Murray was the lead member of a team with Henesian and Jeff Paisner in the study of atmospheric SRRS for the Star Wars Program at LLNL. Murray correctly identified transverse stimulated Brillouin scattering at the third harmonic as the cause of optical damage in the NOVA large aperture fused silica focusing optics and suggested using a small amount of bandwidth on the laser pulse to mitigate the damage.

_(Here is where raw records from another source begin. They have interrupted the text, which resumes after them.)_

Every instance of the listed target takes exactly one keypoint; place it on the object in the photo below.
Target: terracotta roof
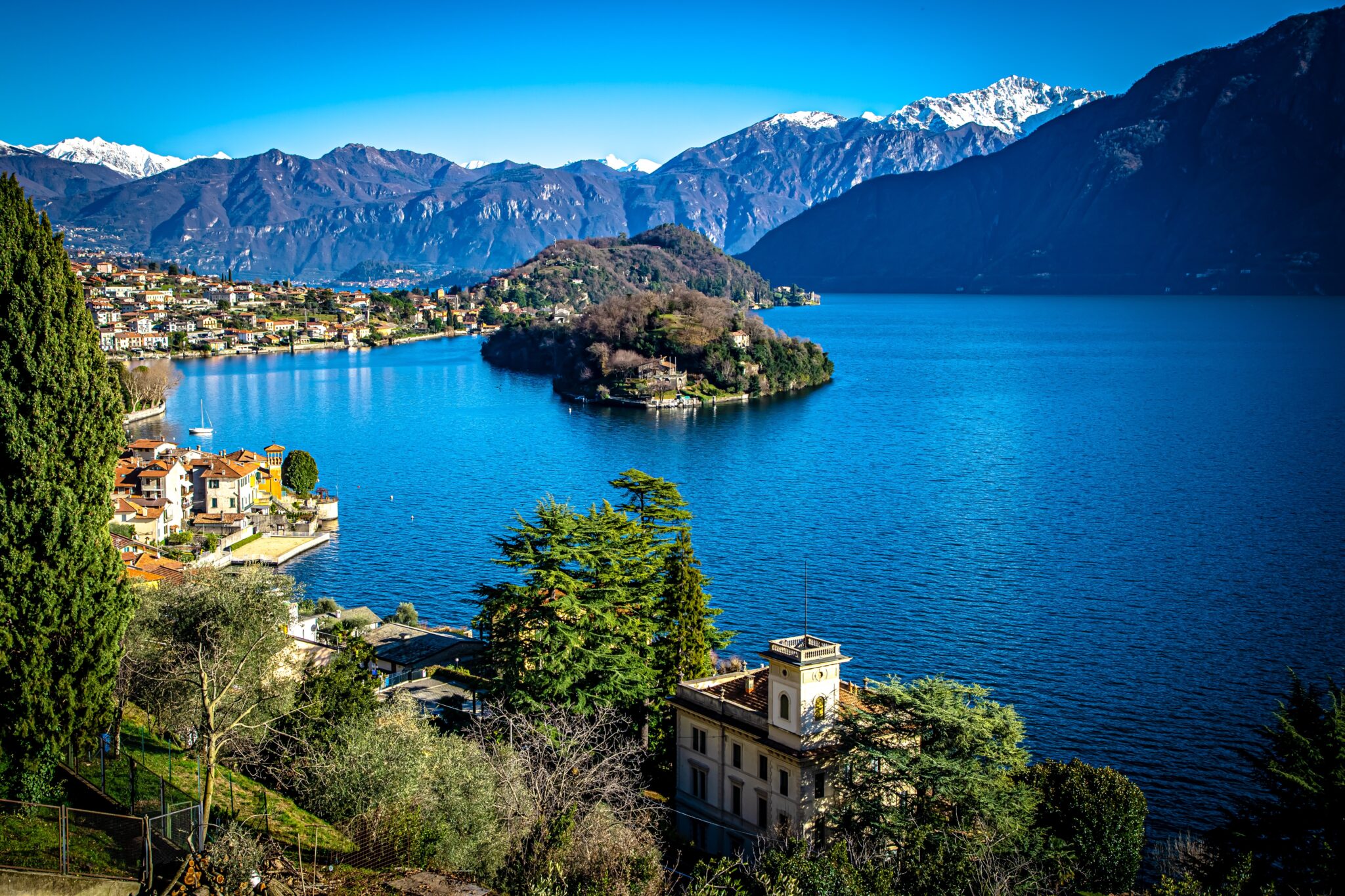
(736, 689)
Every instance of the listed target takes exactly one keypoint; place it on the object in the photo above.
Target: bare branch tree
(210, 654)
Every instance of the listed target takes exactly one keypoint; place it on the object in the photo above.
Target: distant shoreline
(282, 350)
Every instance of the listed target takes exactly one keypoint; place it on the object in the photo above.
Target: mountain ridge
(284, 215)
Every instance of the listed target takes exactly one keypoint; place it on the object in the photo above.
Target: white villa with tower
(752, 747)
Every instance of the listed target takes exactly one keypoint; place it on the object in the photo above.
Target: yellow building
(275, 459)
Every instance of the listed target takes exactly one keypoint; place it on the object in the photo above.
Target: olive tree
(299, 472)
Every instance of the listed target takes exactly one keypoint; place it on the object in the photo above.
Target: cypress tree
(685, 647)
(64, 602)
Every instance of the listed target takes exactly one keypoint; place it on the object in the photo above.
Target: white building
(752, 746)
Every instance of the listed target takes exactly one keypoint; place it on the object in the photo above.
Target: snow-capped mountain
(639, 165)
(811, 120)
(131, 160)
(739, 187)
(1015, 105)
(426, 210)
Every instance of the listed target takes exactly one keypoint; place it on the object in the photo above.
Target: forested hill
(584, 272)
(617, 349)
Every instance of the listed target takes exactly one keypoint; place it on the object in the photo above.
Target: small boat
(208, 426)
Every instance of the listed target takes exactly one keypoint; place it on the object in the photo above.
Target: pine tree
(688, 617)
(579, 631)
(657, 504)
(64, 603)
(685, 647)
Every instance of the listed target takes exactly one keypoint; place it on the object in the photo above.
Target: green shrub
(1099, 815)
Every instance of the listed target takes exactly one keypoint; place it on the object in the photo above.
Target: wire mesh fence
(178, 826)
(30, 836)
(72, 842)
(104, 845)
(131, 784)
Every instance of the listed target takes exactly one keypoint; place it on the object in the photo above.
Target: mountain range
(284, 215)
(129, 160)
(1219, 171)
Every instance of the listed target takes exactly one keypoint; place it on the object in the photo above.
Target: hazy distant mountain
(129, 160)
(1222, 169)
(639, 165)
(283, 215)
(1015, 105)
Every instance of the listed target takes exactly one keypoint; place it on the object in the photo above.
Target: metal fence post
(147, 872)
(64, 834)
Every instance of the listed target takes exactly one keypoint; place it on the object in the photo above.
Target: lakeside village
(181, 507)
(144, 309)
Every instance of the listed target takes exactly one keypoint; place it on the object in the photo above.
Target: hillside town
(148, 309)
(144, 309)
(178, 507)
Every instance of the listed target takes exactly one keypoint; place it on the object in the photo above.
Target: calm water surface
(1124, 515)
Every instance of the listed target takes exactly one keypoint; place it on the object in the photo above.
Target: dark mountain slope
(1223, 161)
(659, 261)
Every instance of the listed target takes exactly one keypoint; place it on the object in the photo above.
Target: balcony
(805, 649)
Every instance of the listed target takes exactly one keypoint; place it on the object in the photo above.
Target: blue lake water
(1124, 515)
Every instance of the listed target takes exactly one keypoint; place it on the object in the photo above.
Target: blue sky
(549, 82)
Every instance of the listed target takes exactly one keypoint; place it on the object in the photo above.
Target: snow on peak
(1015, 105)
(813, 120)
(128, 159)
(639, 165)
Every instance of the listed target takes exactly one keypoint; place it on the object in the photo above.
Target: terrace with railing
(805, 649)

Several of Murray’s publications remain highly cited to this day, including “Raman Pulse-Compression of Excimer Lasers for Application to Laser Fusion,” published in IEE Journal of Quantum Electronics (Vol 15, Issue 5, 1979) and co-authored by J. Goldhar and D. Eimerl et al; and “National Ignition Facility Laser Performance Status,” in Applied Optics (Volume 46 Issue 16, 2007) and co-authored by C. A. Haynam, P. Wegner, and J. Auerbach. Murray began his association with Optical Society of America (OSA) publications in 1984 as a topical editor for JOSA B. In 1991 he became a divisional editor for Applied Optics, and he served as editor-in-chief from 1993-1999. He was chairman of the OSA Publications Council from 2000-2002. He was elected a Fellow of OSA in 1993.
Murray enjoyed his family, photography, woodworking, and carpentry. In addition to his many accomplishments, he will be especially remembered for his great vision and mentoring and encouragement of young scientists, and as a kind and empathetic friend to all. He will be sincerely missed by his family, many friends, and many past colleagues.